I really don't want to get involved in this hot mess of an argument, but it looks like I've been dragged in so I'll clarify my position. I'll start by saying I'm far from the smartest person on this forum. :)
I agree with @Account Closed and @Jacob Sampson on this one, but can see where @Account Closed is coming from. Before everyone kills me, let me explain.
Capitalization Rate = NOI/Value (or Purchase Price), everyone on here agrees on that. So @Ethan Bruland is correct when he reasons that increasing NOI will increase the Capitalization Rate for this property. It is the calculation of Capitalization Rate for that particular property, independent of the prevailing capitalization rates in the area. There is definitely a distinction between the two, as @Account Closed and @Jacob Sampson pointed out. I agree with the information in their posts.
However, I'll try to find a middle ground and give @Account Closed the benefit of the doubt. He seems to be coming from a practical place. It seems to me he thinks that the only metric that is worthwhile - once you already own the building, that is - is the prevailing capitalization rate in the community rather than on the individual property. There is some merit to that. Having the "Cap Rate" of a building you own go up doesn't mean that much to me, it's the Value that makes the difference. One can "work backwards" to get a reasonable value for a property by using the prevailing Capitalization Rate for an area. (However, as noted above, there is definitely a distinction between the Capitalization Rate of a property and the prevailing Capitalization Rate for a geographical region.)

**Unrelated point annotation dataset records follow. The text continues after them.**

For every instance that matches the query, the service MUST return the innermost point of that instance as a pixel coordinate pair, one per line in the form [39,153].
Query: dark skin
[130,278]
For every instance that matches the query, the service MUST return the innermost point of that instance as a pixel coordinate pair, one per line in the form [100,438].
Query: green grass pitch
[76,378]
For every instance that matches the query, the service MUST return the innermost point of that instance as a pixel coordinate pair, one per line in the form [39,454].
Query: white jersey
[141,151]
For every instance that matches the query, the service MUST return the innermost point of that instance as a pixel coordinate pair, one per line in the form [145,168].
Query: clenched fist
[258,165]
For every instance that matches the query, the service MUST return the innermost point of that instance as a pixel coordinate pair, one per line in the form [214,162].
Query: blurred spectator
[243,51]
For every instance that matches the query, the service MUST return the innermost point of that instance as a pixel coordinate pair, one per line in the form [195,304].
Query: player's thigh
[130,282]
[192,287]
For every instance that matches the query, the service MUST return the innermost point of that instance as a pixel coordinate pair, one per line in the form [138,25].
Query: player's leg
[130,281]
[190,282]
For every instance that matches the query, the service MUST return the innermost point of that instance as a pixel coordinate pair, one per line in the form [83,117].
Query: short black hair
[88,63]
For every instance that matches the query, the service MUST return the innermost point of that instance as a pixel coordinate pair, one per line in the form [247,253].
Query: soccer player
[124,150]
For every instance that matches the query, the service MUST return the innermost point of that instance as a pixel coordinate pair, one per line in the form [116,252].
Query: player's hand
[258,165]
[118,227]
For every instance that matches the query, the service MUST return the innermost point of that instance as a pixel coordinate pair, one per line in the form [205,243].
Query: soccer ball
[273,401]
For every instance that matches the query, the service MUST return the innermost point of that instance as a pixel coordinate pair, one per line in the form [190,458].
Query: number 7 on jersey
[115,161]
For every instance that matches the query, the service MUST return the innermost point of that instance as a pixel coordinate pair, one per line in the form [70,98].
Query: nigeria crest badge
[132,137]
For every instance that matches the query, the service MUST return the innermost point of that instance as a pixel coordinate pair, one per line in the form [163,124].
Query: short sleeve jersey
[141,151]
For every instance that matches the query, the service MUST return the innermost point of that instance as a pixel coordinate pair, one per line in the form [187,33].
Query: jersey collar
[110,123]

Correct me if I'm wrong, but I feel like that may be what @Account Closed was trying to express? If not, you're on your own. :)
At any rate, I look at it like this:
If Capitalization Rate = Net Operating Income/ Value, it follows that:
Value = Net Operating Income/ Capitalization Rate
@Ethan Bruland, if you know that investors in your area will generally deploy capital (invest money) at a 7% Capitalization Rate, for example, you're $19,000.00 NOI would make the theoretical Value $271,428.57. If you increase the NOI to $20,000.00, you would increase the theoretical Value to $285,714.29. Etc. I would tend to think about it in those terms rather than increasing the Capitalization Rate of a building that I own. It makes more sense to me to think of it in terms of overall Value of the property. I hope that makes sense.
You can look through similar recently-sold properties and calculate the prevailing Capitalization Rates in your area to get an idea for what to plug in as your anticipated Capitalization Rate for the purposes of the formula above. Investors in your area may also know off the top of their heads what the general rates are, but I would err toward calculating myself. It will also help you to assess whether or not the building you are thinking of buying is valued appropriately. What you are looking for is essentially an average of the Cap Rates, trying to eliminate any obvious outliers. Good luck!